Find out which process accesses a file
Sometimes is necessary to find out which process accesses, alters or deletes a specific file. Various auditing tools may be used for this purpose. This article describes Process Monitor ( procmon ) - one of publicly available tools for MS Windows.
Running procmon can cause extensive load. Also the output file can be quite large, so it is important to run the tool only for a necessary time frame, not much longer.
To capture details about access to specific file proceed as follows:
Download process monitor utility athttp://technet.microsoft.com/en-us/sysinternals/bb896645
Run "procmon.exe"
In case the window "Process Monitor Filter" occurs, click "OK"
Choose the destination of trace file
Go to File > Backing Files
Select option "Use file named:"
Fill in preferred path for the temporary logging file, for example "C:\test\procmonlog.PML"
Click OK twice
Close "procmon.exe" and start it again for the changes to take effect
From now on, events related to operations with files (but also registry etc.) are recorded
Setting up destination of a trace file is optional. However it may help to prevent exhausting the virtual memory in a long running captures.
Set up a filter
If you know exactly what you are looking for, you may set up the filter
Go to Filter > Filter... > press Reset > specify the filter > press Add > press OK
Example:
Path Contains locations.configGo to Filter > click Drop Filtered Events
Clear the capture file
Go to Edit > click Clear Display
Reproduce the issue and save the output
The first option - when issue can be reproduced on demand at any time
Reproduce the issue
Stop the capturing
Go to File > click Capture Events
Store the output
Go to File > Save
select "Events displayed using current filter"

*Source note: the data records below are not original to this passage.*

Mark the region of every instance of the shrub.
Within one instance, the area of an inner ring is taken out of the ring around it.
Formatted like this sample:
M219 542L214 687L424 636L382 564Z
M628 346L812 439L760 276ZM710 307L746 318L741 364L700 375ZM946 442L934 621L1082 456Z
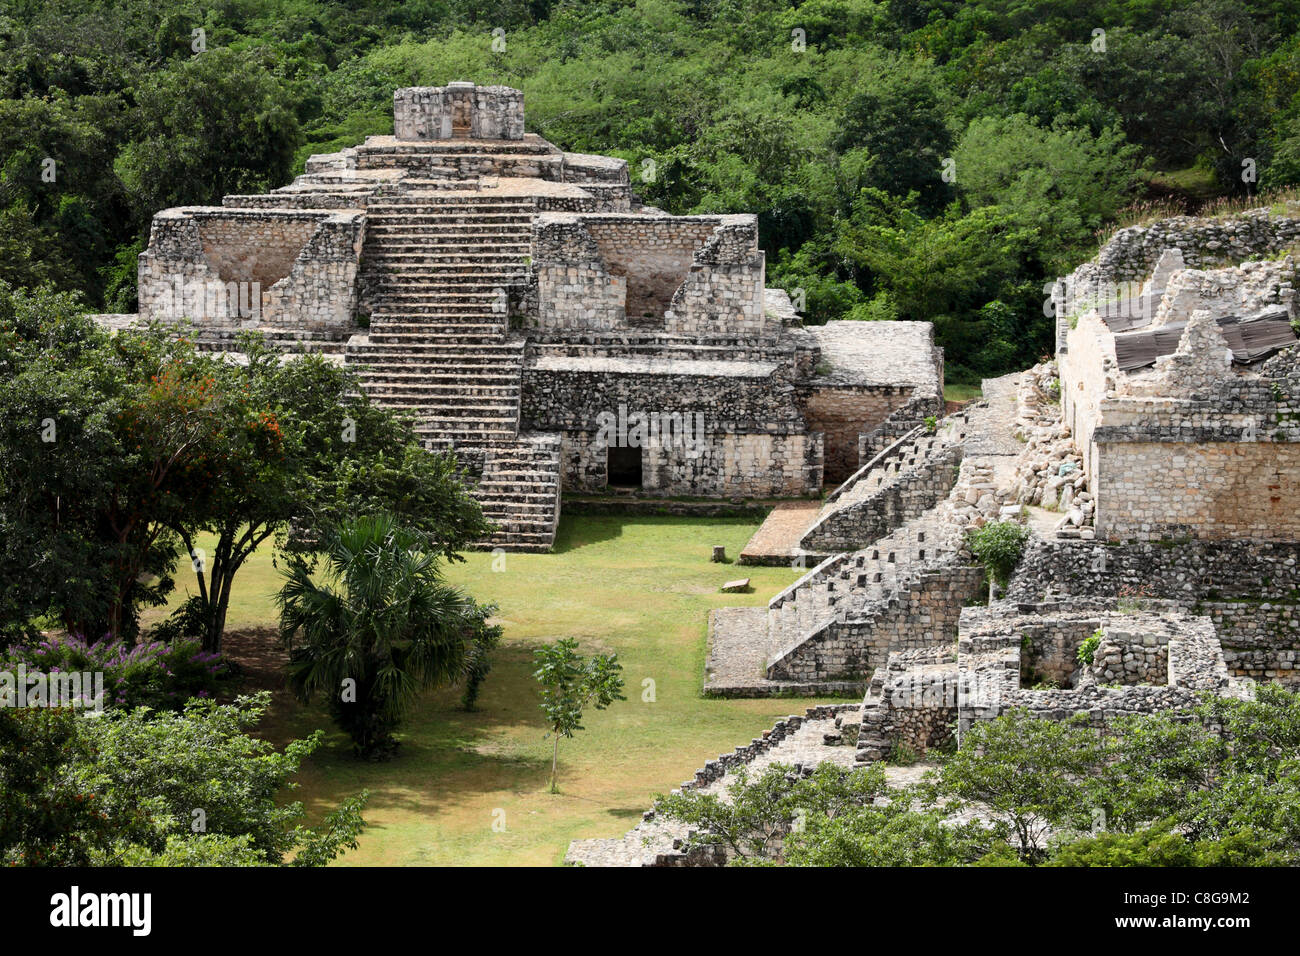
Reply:
M966 546L988 572L990 601L994 582L1005 588L1011 580L1028 539L1029 529L1014 521L990 521L967 533Z
M75 635L51 637L38 644L9 648L0 667L18 664L29 671L100 672L104 706L180 710L191 697L215 697L230 672L218 654L206 653L197 640L162 641L129 647L124 641L89 643Z
M1079 645L1079 651L1076 655L1080 664L1091 664L1093 658L1097 656L1097 648L1101 646L1101 638L1105 632L1101 628L1092 632L1092 636Z

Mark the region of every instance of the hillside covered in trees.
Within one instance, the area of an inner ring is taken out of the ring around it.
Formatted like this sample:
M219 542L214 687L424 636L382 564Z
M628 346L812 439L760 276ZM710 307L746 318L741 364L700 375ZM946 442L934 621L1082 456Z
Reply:
M648 203L757 213L809 321L932 320L969 380L1050 348L1044 281L1141 204L1300 183L1297 27L1288 0L7 0L0 279L133 311L154 212L469 79Z

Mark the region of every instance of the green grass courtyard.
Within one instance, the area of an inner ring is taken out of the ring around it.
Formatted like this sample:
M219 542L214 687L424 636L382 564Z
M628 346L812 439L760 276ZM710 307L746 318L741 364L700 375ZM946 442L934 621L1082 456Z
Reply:
M505 628L474 713L459 709L456 689L425 695L388 763L353 758L319 704L303 707L282 690L259 733L283 743L325 731L326 745L298 776L296 797L313 819L350 794L371 792L369 826L342 865L558 864L569 841L621 835L655 793L815 703L700 694L708 610L761 605L797 576L789 568L710 563L712 545L734 556L757 526L732 518L566 517L551 554L467 554L448 579L496 603ZM718 592L737 577L751 579L752 593ZM236 657L249 644L272 646L278 580L269 549L236 578L227 623L238 634L230 639ZM187 585L178 575L173 605ZM586 730L561 742L562 792L553 795L532 649L560 637L576 637L586 654L616 651L628 699L588 712Z

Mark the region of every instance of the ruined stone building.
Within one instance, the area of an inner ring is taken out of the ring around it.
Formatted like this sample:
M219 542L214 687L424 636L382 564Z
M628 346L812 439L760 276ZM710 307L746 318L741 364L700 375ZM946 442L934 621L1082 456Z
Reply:
M1295 202L1121 230L1051 287L1055 360L864 437L858 470L769 548L807 572L765 608L710 615L703 685L861 702L779 720L681 789L924 760L1012 710L1105 727L1300 688L1297 248ZM989 600L966 534L997 519L1028 541ZM696 836L652 808L565 859L726 862Z
M877 759L1011 706L1300 684L1298 212L1122 230L1055 283L1056 360L864 449L781 555L808 572L713 613L705 692L861 693ZM999 518L1030 537L979 608L966 533ZM1118 670L1081 666L1095 632Z
M562 488L815 496L941 414L928 323L802 327L754 216L643 205L624 160L525 132L519 91L401 89L394 128L158 213L139 319L355 367L471 470L485 544L548 549Z

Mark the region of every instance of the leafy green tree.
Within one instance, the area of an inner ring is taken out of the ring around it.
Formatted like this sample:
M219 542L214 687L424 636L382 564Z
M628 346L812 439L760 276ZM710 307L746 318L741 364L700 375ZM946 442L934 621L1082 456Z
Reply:
M108 336L73 297L0 285L0 629L48 614L133 640L172 587L171 519L210 493L216 363L161 330Z
M417 693L467 676L492 609L446 584L437 553L392 516L329 533L324 568L314 571L292 559L277 596L289 685L304 701L326 698L359 756L387 758Z
M0 859L323 866L355 848L365 793L314 829L302 825L301 803L283 801L321 735L283 752L248 735L269 703L263 692L232 704L191 700L180 713L110 710L94 719L0 710L6 752L20 758L0 768Z
M820 764L809 777L793 767L773 764L751 779L747 768L725 797L700 790L680 790L655 798L655 812L690 824L703 845L722 846L736 859L758 860L775 848L810 815L838 819L851 809L870 805L886 790L879 766L852 772L833 764Z
M116 171L141 223L289 179L301 132L293 93L257 50L211 49L142 77Z
M906 197L934 213L952 197L942 176L952 155L953 137L935 89L919 69L901 67L877 85L853 94L844 107L833 145L838 152L867 150L876 163L871 186Z
M0 707L0 863L88 866L113 829L74 767L90 759L72 708Z
M623 696L623 669L617 654L597 654L584 660L578 642L562 637L533 652L537 670L533 676L542 685L542 712L555 738L551 754L551 793L559 793L556 774L560 761L560 738L583 730L582 713L588 707L604 710Z
M1215 840L1190 840L1168 823L1134 833L1106 832L1063 843L1044 866L1286 866L1246 830Z
M1040 720L1019 711L977 722L944 764L936 792L976 802L1005 823L1025 860L1045 853L1049 830L1091 826L1091 794L1106 752L1076 721Z
M973 207L999 206L1052 247L1058 269L1130 201L1141 174L1140 149L1117 128L1099 133L1027 116L980 117L954 152L957 183Z
M352 374L320 356L283 362L255 333L239 345L247 362L218 375L240 398L243 427L227 433L210 493L170 524L193 558L206 650L220 651L235 575L269 540L310 552L320 529L378 513L422 534L433 559L462 560L486 537L455 459L425 452ZM216 538L210 554L198 551L202 532Z

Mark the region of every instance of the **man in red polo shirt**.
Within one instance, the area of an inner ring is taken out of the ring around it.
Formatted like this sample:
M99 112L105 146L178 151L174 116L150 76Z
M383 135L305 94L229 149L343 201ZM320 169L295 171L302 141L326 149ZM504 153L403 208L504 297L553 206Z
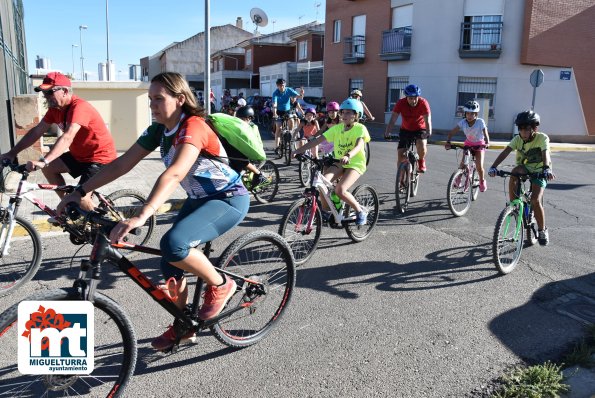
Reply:
M405 151L409 143L417 138L415 146L419 155L418 169L421 173L426 171L427 138L432 135L432 114L430 104L425 98L420 97L421 90L415 84L405 87L405 98L395 104L390 121L386 126L384 138L390 138L390 132L395 126L399 115L403 122L399 133L399 146L397 153L399 164L406 161Z
M0 161L12 161L47 132L52 123L56 123L64 134L45 157L27 162L29 171L41 169L50 184L64 185L63 173L69 173L74 178L80 176L79 184L82 184L101 166L116 158L114 140L105 122L91 104L72 93L68 77L60 72L50 72L43 83L35 87L35 91L43 93L49 110L14 148L0 155ZM58 195L64 196L62 192ZM93 203L87 199L81 202L81 207L91 210Z

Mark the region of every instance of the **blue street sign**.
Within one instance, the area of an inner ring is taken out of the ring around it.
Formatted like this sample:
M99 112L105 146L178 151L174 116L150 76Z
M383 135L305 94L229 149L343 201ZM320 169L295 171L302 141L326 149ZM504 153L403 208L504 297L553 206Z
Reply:
M571 71L569 70L561 70L560 71L560 80L570 80Z

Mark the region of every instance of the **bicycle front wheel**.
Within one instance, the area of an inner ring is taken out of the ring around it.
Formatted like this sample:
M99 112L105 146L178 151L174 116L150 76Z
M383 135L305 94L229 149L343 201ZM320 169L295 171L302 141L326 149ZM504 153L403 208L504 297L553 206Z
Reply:
M108 212L112 214L117 220L125 220L138 215L141 212L142 207L147 202L145 196L141 192L134 189L121 189L112 192L107 196L106 199L108 200L109 205L100 203L99 207L101 208L103 206L104 210L108 210ZM157 217L155 214L153 214L147 219L145 225L137 228L140 230L138 235L126 235L126 242L133 245L146 245L151 239L151 235L153 235L153 230L155 229L156 223ZM139 252L125 249L120 249L120 251L128 258L139 254Z
M413 162L411 164L411 188L409 189L409 197L413 198L417 195L417 188L419 188L419 178L421 177L421 173L417 171L417 162Z
M16 216L8 237L8 214L0 213L0 297L15 292L39 270L42 257L41 238L30 221ZM2 254L5 251L6 254ZM1 331L2 329L0 329Z
M44 290L26 300L79 300L75 289ZM88 375L24 375L18 370L18 304L0 314L0 397L122 397L136 366L136 334L124 310L95 294L95 367Z
M255 231L233 242L218 267L235 275L237 291L227 310L242 308L211 327L217 340L247 347L268 335L291 301L295 266L287 242L274 232Z
M409 163L401 163L397 169L397 180L395 182L395 199L397 201L397 213L403 214L409 205L409 193L411 191L411 173Z
M267 160L259 167L259 170L266 181L256 186L252 193L258 202L270 203L275 199L279 190L279 169L275 163Z
M345 231L347 235L354 242L361 242L365 240L378 222L378 216L380 215L378 209L380 208L380 201L378 200L378 194L376 190L369 185L360 185L353 190L353 197L357 200L357 203L368 212L368 219L364 225L356 225L354 222L348 222L345 224ZM345 216L350 218L355 216L355 211L345 205Z
M471 200L477 200L479 196L479 173L473 169L473 179L471 180Z
M322 214L317 207L316 213L312 215L313 200L315 199L304 198L293 202L279 226L279 235L289 244L296 266L304 264L312 257L320 241Z
M507 206L496 223L493 255L496 269L502 275L512 272L521 258L524 234L522 223L519 224L520 217L522 215L518 206Z
M302 187L310 186L312 161L309 159L304 160L303 162L300 161L298 164L298 168L300 175L300 184L302 185Z
M370 143L366 142L366 166L370 163Z
M471 207L471 194L465 188L468 184L469 174L466 170L458 169L450 176L446 188L448 208L457 217L464 216Z

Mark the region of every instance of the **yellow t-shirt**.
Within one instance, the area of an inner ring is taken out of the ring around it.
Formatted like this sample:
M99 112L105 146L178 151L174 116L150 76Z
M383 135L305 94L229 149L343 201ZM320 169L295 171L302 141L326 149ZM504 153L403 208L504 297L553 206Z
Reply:
M510 141L508 146L516 150L516 164L524 165L529 173L541 173L543 170L542 152L550 149L550 139L543 133L535 134L530 142L525 142L520 135Z
M353 127L345 131L345 125L339 123L324 132L324 138L334 145L333 157L341 159L345 154L355 148L358 138L363 138L364 142L370 142L370 133L366 126L361 123L354 123ZM366 172L366 153L365 148L356 153L349 159L349 163L343 165L345 169L355 169L358 173Z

choose format "Native Process Monitor Format (PML)"
choose Pathclick OK
The second option - when the issue occurs only just after the computer restart
Enable logging on restart
Go to Options > Click Enable Boot logging > click OK
Close Procmon
Restart the computer and wait for issue to occur
Imagine that you were trying to catch the situation where FlexiSpooler service fails to start. For that purpose you could repeatedly review the Windows System Event logs via PowerShell command as this one and wait for the error:
Get-WinEvent -FilterHashtable @{logname='system';StartTime=(Get-Date).AddHours(-1)} | Where-Object {( $_.Id -match "60\d\d" -or $_.Message -like '*YSoftSQ-FSP*' -or $_.Message -like '*YSoft SafeQ FlexiSpooler*' )} | Sort-Object TimeCreated -Descending | Format-Table -Property TimeCreated, Id, LevelDisplayName, Message -AutoSize
Once the issue occurs
run Procmon again
Confirm the filters by OK (make no changes)
Click YES to save data captured on server start > save the PML file
Note: The PML file generated this way will contain events from the server startup till the point when you started the Procmon.exe.
The example below demonstrates a situation where FlexiSpoolerService.exe was unable to locate file locations.config. Later the file was manually created via notepad.exe and since then the file detection and its reading was a success.